Pernyataan ini disampaikan dalam kegiatan “Media Gathering” yang diselenggarakan oleh PT Bank Syariah Indonesia Tbk Regional Aceh, Jumat (01/08/2025) sore, di Gedung Landmark BSI Aceh, Banda Aceh.
Acara tersebut dihadiri langsung oleh Regional CEO BSI Aceh, Imsak Ramadhan, didampingi Humas BSI Aceh, Nasruddin, serta para Deputi dan Manajer BSI.
Dalam sambutannya, Imsak Ramadhan menyampaikan rasa syukur atas dukungan masyarakat Aceh yang dinilainya menjadi pilar utama dalam kemajuan BSI.
Imsak juga menyebutkan bahwa perkembangan aset BSI di Aceh sendiri telah mencapai Rp24 triliun. Ia menegaskan pentingnya kolaborasi dengan media sebagai mitra strategis dalam menyebarluaskan informasi positif serta mendorong literasi keuangan syariah.
Menurutnya, sinergi dengan insan pers sangat diperlukan untuk memperkuat ekosistem ekonomi syariah di Tanah Rencong.
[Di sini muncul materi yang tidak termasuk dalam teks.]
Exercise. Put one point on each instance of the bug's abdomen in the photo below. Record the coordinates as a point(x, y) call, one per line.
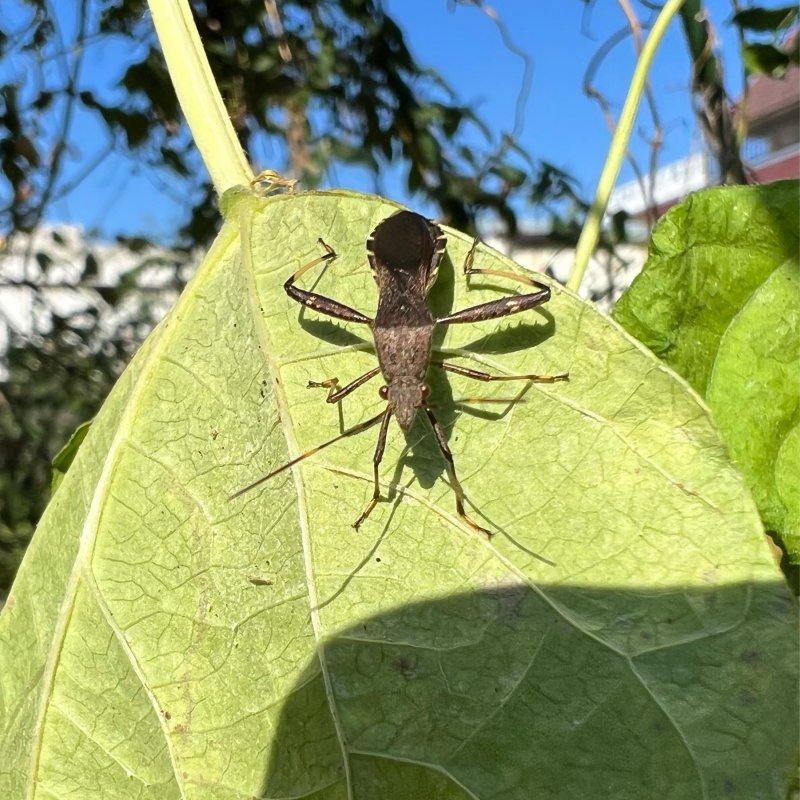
point(403, 351)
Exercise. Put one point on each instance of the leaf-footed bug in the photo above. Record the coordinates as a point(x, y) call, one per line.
point(404, 252)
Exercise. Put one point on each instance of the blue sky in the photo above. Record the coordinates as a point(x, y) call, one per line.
point(561, 124)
“Kalau hanya mengandalkan BSI, tentu jangkauannya tidak seluas media. Mudah-mudahan kita bisa terus bersinergi agar bersama-sama meningkatkan perekonomian Aceh,” ujarnya.
Selain itu, BSI juga mendapat amanah dari Presiden Prabowo Subianto untuk menjadi pengelola program Koperasi Desa Merah Putih (KDMP), sebuah inisiatif strategis untuk mendorong produktivitas ekonomi berbasis syariah.